Nominees for the 2001 David Packard Excellence in Acquisition Award include NAVSEA's Lewis and Clark Class (T-AKE) Project Team. The team was one of five Navy candidates
recently announced by the Assistant Secretary of the Navy for Research, Development and Acquisition (ASN RD&A) John Young
The T-AKE Program accounted for two of the nine environmental awards given for FY 2001 by the Secretary of Defense. The David Packard Excellence in Acquisition Award, the Department's highest acquisition award, recognizes DoD civilian and/or military organizations, groups and teams who have made highly significant contributions and demonstrated exemplary innovations in the Defense acquisition process. It is named for the late David Packard, deputy secretary of Defense during the Nixon administration and co-founder and chairman of the Hewlett-Packard Company and chairman of the President's Blue Ribbon Commission on Defense Management chartered by President Ronald Reagan in 1985. This year's winners are scheduled to receive their awards in June of 2002.
The T-AKE Class ships are designed to provide a two-product shuttle ship replacement for the aging Combat Store (AFS) and Ammunition (AE) shuttle fleet ships.
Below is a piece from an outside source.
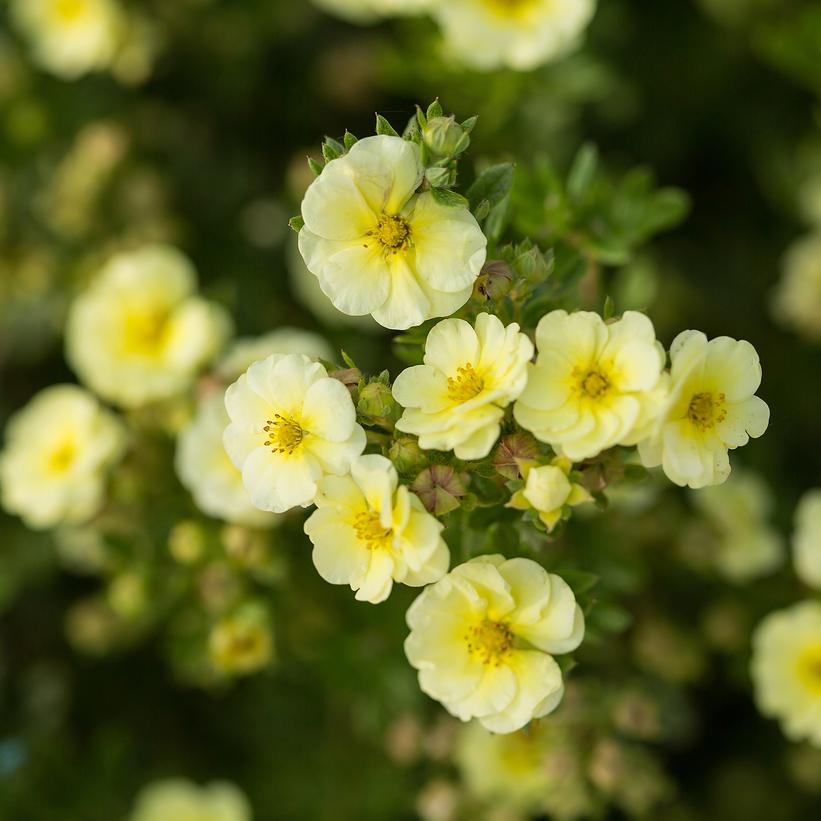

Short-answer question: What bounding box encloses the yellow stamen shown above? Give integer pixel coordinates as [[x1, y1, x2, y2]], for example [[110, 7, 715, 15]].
[[448, 362, 485, 402]]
Late last year, NAVSEA announced the awarding of a $406.9 million competitive contract for the detailed design and construction of the lead ship of the T-AKE Auxiliary Cargo and Ammunition Class to National Steel and Shipbuilding Company (NASSCO) of San Diego, CA. The vessels will be built almost entirely to commercial ship standards, manned by Government civilian mariners, and operated by the Military Sealift Command. The ships will have the capacity to handle ammunition and combat stores-including dry, frozen and chilled products, spare parts and consumables. Designed to operate independently for extended periods at sea while providing replenishment services to U.S. and NATO ships, the Lewis and Clark class ships will directly contribute to the ability of the Navy to maintain a forward presence. These ships will provide logistic lift from sources of supply either in port or at sea from specially equipped merchant ships. They will transfer this cargo (ammunition; food; limited quantities of fuel; repair parts; ship store items and expendable supplies and material) to station ships and other naval warfare forces at sea. As a secondary mission, these ships may be required to operate in concert with a T-AO class ship as a substitute station ship to provide direct logistics support to the ships within a battle group.